And the whole thing made him look desperate: for attention, for affection, for approval. He knows Chappelle is about as cool as it gets in his new circle of reactionaries, but the second they joined together on stage, their differences became clear.

Chappelle, for his many faults and unquestionably transphobic turn in recent years, remains occasionally insightful — his 8:46 special following the murder of George Floyd in 2020 is a particularly affecting reminder of how incisive he can be when he turns his attention back to the powers that be rather than the powers that he perceives. He also has an undeniable stage presence and ability to command attention, which is part of the reason it’s so disappointing to see him relegate his powers to punching down at trans people while swearing they have mystical power over the media.

That charisma helps explain why a good portion of Chappelle’s audience seems able to overlook his transphobia. So does three decades of building credibility as a man battling institutional inequality. In his late-stage calcification as a gleefully wealthy icon of comedy, Chappelle’s crowd is willing to give him the benefit of the doubt as a person who is not malicious, just critical.

Musk, meanwhile, has none of that to stand on. For one, he has zero stage presence and couldn’t even manage to get a cheap joke out — not even the type of low-hanging garbage that he tweets all day, like, say, “Pay me $8” or, “This show is brought to you by Twitter, where I made comedy legal again.”

Musk wants to be liked — desperately so. He positions himself as a champion of…something. Free speech on some days; of the human race, almost always. But he’s made a heel turn online, thinking that he’s just playing to a new audience. The best heels in wrestling lean into the characteristics that people dislike about them and eventually manage to win over an audience, making them love to hate them. Chappelle, a true professional, can pull that off for his audience. Musk cannot.

Musk assumed that he and Chappelle were aligned, and spent the entire day playing that up online, as if he could build up cred before taking the stage. But as messed up as Chappelle's late-stage transphobia is, and no matter how much it's clouded his legacy, the comedian does actually have a legacy. He's built his career on cutting to the bone of America's ongoing problems with racism, and for that, he's earned emeritus status with some viewers.

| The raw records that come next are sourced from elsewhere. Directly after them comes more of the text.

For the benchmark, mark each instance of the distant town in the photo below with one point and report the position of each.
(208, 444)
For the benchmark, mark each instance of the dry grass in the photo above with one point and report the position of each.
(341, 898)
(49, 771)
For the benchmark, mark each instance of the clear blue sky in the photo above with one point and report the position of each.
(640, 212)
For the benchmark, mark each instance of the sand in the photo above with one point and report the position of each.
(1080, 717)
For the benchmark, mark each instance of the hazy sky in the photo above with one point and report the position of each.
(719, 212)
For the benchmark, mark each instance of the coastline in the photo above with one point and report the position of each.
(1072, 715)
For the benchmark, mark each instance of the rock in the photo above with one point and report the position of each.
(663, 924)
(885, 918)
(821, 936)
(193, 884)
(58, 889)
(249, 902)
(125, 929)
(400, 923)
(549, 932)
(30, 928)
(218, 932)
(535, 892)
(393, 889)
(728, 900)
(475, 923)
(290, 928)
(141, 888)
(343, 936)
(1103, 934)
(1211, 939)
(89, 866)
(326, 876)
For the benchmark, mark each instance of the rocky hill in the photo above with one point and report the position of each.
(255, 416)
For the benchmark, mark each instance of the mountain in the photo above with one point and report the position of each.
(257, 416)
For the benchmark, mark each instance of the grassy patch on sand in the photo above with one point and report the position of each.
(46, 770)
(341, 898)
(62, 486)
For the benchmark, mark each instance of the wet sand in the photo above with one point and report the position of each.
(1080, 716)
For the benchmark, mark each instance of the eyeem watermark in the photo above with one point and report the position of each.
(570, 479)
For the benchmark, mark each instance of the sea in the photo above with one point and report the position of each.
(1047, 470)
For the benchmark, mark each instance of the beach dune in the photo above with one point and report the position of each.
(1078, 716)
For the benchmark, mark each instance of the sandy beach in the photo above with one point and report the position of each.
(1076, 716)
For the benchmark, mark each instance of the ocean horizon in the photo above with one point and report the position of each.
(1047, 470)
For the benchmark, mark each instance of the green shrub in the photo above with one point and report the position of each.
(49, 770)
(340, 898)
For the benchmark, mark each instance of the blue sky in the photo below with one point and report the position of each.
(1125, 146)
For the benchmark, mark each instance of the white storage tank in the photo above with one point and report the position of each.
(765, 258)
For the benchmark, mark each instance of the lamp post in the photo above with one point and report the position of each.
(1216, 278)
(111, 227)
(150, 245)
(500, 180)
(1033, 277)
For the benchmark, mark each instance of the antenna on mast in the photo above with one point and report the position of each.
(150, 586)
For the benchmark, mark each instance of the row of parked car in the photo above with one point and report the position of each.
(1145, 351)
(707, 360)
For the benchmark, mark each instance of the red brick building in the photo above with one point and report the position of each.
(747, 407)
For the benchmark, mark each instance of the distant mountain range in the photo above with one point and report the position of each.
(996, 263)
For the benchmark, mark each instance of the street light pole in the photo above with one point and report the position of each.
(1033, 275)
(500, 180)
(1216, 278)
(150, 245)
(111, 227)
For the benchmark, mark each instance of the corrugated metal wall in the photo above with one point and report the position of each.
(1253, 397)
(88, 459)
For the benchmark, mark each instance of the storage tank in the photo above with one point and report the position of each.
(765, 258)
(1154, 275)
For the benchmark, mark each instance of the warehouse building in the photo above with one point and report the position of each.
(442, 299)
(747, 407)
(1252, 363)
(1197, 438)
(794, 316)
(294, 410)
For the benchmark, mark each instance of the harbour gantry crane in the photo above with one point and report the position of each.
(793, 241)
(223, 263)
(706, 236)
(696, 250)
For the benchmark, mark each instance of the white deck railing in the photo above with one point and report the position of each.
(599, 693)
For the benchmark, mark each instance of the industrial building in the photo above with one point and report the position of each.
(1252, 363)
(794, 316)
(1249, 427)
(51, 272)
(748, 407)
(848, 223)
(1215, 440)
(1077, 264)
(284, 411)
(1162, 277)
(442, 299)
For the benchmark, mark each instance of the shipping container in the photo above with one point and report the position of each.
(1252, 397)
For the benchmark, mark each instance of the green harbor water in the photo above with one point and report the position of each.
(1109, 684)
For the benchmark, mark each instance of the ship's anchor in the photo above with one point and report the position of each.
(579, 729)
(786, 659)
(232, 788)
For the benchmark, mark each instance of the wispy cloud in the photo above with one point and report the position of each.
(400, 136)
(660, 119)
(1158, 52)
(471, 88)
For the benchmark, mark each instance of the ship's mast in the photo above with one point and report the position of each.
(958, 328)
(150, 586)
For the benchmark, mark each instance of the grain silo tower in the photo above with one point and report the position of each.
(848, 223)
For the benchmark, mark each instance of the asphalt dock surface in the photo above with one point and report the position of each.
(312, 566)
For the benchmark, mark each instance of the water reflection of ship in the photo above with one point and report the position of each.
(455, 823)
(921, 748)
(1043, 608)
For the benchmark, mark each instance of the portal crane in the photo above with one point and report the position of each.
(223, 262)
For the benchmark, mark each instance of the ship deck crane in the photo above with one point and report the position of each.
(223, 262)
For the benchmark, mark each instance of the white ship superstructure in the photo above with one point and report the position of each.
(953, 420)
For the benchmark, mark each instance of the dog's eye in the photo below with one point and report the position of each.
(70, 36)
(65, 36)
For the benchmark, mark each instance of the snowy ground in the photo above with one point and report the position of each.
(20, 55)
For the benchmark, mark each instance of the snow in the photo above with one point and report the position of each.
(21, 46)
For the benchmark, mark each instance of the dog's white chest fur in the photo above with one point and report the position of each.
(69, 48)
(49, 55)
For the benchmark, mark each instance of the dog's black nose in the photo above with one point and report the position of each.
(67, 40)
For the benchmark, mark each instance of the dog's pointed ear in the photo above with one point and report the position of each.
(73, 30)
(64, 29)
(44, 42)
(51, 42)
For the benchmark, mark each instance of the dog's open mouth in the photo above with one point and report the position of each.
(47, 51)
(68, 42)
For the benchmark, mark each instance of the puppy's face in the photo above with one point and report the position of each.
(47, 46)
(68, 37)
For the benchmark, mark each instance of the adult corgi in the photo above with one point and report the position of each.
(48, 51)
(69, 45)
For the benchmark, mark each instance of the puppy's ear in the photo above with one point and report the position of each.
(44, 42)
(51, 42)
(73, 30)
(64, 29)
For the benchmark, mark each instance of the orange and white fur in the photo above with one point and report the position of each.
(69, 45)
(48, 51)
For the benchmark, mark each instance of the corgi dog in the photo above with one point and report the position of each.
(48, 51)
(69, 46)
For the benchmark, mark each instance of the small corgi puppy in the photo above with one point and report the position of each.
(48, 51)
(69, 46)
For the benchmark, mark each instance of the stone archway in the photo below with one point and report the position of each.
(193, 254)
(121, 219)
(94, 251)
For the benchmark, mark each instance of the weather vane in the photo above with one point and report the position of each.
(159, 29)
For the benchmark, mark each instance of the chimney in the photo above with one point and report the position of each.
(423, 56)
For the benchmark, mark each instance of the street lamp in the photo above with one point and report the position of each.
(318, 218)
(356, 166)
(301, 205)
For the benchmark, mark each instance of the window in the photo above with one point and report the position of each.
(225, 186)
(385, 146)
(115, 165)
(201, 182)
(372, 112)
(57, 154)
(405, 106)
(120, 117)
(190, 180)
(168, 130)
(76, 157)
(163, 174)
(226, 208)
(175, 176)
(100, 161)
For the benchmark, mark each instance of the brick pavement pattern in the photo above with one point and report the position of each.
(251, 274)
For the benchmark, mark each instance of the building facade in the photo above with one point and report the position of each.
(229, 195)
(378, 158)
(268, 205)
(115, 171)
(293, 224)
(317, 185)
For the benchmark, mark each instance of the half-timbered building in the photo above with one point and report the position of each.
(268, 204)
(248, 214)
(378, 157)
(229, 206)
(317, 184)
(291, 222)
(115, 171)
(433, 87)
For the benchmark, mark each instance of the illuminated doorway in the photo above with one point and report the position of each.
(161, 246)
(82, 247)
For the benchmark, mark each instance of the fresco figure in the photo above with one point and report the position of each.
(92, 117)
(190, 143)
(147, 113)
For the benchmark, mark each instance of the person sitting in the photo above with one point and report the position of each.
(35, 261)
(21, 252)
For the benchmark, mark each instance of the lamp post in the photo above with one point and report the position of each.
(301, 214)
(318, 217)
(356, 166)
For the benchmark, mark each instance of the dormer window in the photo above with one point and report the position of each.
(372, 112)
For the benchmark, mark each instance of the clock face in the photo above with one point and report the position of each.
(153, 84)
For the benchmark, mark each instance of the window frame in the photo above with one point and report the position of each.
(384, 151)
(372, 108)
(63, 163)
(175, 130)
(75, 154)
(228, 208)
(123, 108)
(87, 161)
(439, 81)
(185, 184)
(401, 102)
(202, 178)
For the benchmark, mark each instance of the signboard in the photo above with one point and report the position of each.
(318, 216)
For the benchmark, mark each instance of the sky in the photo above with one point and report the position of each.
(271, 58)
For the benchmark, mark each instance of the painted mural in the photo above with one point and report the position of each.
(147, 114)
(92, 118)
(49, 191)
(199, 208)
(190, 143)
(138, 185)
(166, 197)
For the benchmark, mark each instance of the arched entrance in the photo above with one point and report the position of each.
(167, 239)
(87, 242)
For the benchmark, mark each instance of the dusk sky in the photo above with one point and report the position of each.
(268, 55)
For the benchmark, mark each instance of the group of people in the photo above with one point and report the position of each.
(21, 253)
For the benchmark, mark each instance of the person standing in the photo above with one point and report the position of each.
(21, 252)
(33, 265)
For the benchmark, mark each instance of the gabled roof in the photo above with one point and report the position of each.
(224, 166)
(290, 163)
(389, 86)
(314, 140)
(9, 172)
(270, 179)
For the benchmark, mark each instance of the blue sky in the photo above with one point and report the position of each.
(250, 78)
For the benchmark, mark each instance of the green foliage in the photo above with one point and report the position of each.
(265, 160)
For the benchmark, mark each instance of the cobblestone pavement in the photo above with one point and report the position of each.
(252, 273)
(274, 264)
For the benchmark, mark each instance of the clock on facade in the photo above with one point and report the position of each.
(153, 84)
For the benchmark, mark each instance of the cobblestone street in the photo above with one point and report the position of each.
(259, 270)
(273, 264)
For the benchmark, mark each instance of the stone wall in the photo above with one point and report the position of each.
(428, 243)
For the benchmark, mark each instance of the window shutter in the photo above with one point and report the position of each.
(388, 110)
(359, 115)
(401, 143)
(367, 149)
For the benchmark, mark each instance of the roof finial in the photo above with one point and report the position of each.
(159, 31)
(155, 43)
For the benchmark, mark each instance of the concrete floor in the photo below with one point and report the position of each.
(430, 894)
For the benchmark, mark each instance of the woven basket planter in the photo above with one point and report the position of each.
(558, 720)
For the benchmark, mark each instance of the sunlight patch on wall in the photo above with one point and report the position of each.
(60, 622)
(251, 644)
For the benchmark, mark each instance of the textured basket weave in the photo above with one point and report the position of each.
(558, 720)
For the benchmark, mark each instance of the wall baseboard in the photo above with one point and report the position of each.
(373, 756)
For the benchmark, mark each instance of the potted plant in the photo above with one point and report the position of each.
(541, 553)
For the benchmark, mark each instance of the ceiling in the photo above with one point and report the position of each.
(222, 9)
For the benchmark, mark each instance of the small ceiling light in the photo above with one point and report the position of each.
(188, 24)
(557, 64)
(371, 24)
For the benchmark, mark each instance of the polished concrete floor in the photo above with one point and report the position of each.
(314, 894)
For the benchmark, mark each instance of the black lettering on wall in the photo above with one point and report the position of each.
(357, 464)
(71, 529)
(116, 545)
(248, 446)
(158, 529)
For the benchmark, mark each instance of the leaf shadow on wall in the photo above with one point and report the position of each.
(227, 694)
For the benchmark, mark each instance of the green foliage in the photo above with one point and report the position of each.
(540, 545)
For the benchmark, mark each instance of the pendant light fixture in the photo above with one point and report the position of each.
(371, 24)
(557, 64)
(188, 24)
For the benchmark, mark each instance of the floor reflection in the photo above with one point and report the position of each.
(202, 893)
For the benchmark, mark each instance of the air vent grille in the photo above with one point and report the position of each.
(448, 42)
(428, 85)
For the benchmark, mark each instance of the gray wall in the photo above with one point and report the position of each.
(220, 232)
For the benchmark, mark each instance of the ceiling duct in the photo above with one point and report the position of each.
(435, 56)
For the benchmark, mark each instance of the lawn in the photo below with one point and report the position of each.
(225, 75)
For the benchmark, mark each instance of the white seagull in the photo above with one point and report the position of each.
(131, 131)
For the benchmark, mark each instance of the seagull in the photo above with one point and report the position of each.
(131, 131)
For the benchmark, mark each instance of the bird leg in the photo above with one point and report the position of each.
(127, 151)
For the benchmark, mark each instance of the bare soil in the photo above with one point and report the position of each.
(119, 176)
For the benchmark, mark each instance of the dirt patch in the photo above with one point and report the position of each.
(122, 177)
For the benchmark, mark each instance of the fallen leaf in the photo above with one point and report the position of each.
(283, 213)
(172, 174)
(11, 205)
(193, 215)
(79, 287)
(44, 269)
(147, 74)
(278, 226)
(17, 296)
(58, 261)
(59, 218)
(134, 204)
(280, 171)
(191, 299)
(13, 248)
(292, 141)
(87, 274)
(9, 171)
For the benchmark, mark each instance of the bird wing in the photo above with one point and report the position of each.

Musk, on the other hand, has simply done what rich guys do. He tried to buy his way into comedic credibility by poaching writers from The Onion and launching his own satirical website that failed spectacularly. When that plan tanked, he just started stealing memes and jokes, posting them on Twitter without attribution. He gets virtual laughs from his sycophantic followers, but it turns out they weren’t in the seats at the Chase Center when he grabbed the very much not-virtual mic.

Musk stepped in front of Chappelle’s crowd expecting a hero’s welcome, only to be booed into oblivion. It should be a good reminder to the flailing Twitter boss: You’ve merely adopted this persona, and not everyone is buying it. Tweeting transphobic garbage might get some laughs from the Too Online conservatives of the world, but it doesn’t play outside of that arena.